The "nature of a motion is determined by its substance and not the label attached to it." Rosado v. Johnson, 589 F. Supp. 2d 398, 400 (S.D.N.Y. 2008) (internal citations omitted); see Lujan v. National Wildlife Fed'n, 497 U.S. 871, 909 n.10 (1990) (noting that courts construe motions according to their substance, not erroneous nomenclature); Chambers v. United States, 106 F.3d 472, 475 (2d Cir.1997) (pro se petitions should be characterized based on the relief sought, without regard to the label given to them). Accordingly, courts routinely construe motions to reflect their substance. See, e.g., Card v. Coleman, 2015 WL 3948960, at *4 (D. Conn. June 29, 2015) (construing document entitled motion for leave to file amended complaint as motion for extension of time to do so based on relief sought); Joseph v. LaValley, 2013 WL 3148320, at n.4 (W.D.N.Y. June 19, 2013) (construing document captioned answer and docketed as reply/response as renewed motion for stay and abeyance).
Although titled motions for sanctions, Schlosser actually requests mandatory injunctive relief. As discussed above, a request for preliminary injunctive relief must relate to the claims in the Amended Complaint. See Torres, 2017 WL 3713521, at *2. The actions Schlosser describes in his motions occurred at Cheshire and are unrelated to his medical care at New Haven Correctional Center.
Additionally, Schlosser does not seek injunctive relief from the named defendants in the underlying action. He instead seeks relief from unidentified persons who have the ability to order materials for him at Cheshire. Federal Rule of Civil Procedure 65 provides that a preliminary injunction can issue against a non-party only in limited circumstances. See Fed. R. Civ. P. 65(d)(2) (injunction binds only parties, the parties' officers, agents, or employees, and persons in active concert or participation with persons previously described).
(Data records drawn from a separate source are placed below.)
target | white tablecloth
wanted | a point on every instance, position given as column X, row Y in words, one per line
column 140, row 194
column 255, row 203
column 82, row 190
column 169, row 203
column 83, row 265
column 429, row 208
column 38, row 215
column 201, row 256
The defendants in this action are medical providers, correctional officers and officials at New Haven Correctional Center; officials at Cheshire are not agents or employees of the defendants and are not working in concert with them. Accordingly, Schlosser may not seek injunctive relief against officials at Cheshire Correctional Institution in this action. See, e.g., Lapierre v. LaValley, 2016 U.S. Dist. LEXIS 112004, at *7 (N.D.N.Y. Aug. 23, 2016) (plaintiff could not seek injunctive relief against correctional staff at prison to which he had been transferred as they were not defendants in the case and could not seek injunctive relief against staff at former facility because transfer mooted request for injunctive relief); Oliphant v. Villano, 2010 U.S. Dist. LEXIS 127844, at *5 (D. Conn. Dec. 3, 2010) (district court lacks jurisdiction to enjoin conduct of prison mental health, medical, and correctional staff who are not defendants in underlying case). Schlosser's motions are denied.
VII. Conclusion
Schlosser's motion for discovery [Doc. No. 19] is DENIED without prejudice to serving discovery requests on defendant's attorney by regular mail. Schlosser's motion for judicial relief [Doc. No. 20] and motions for sanctions [Doc. Nos. 41, 42], which are considered motions for preliminary injunctive relief, are DENIED. Schlosser's motion for reconsideration [Doc. No. 25] is DENIED.
Schlosser's motions for entry of default [Doc. Nos. 29, 30 and 43] are DENIED.
The Clerk is directed to arrange for in-person service of the Amended Complaint on defendants Maldonado and Cheatman. Schlosser's motion for re-service [Doc. No. 39] is DENIED as moot.
So ordered.
Dated at Bridgeport, Connecticut, this 1st day of February 2021.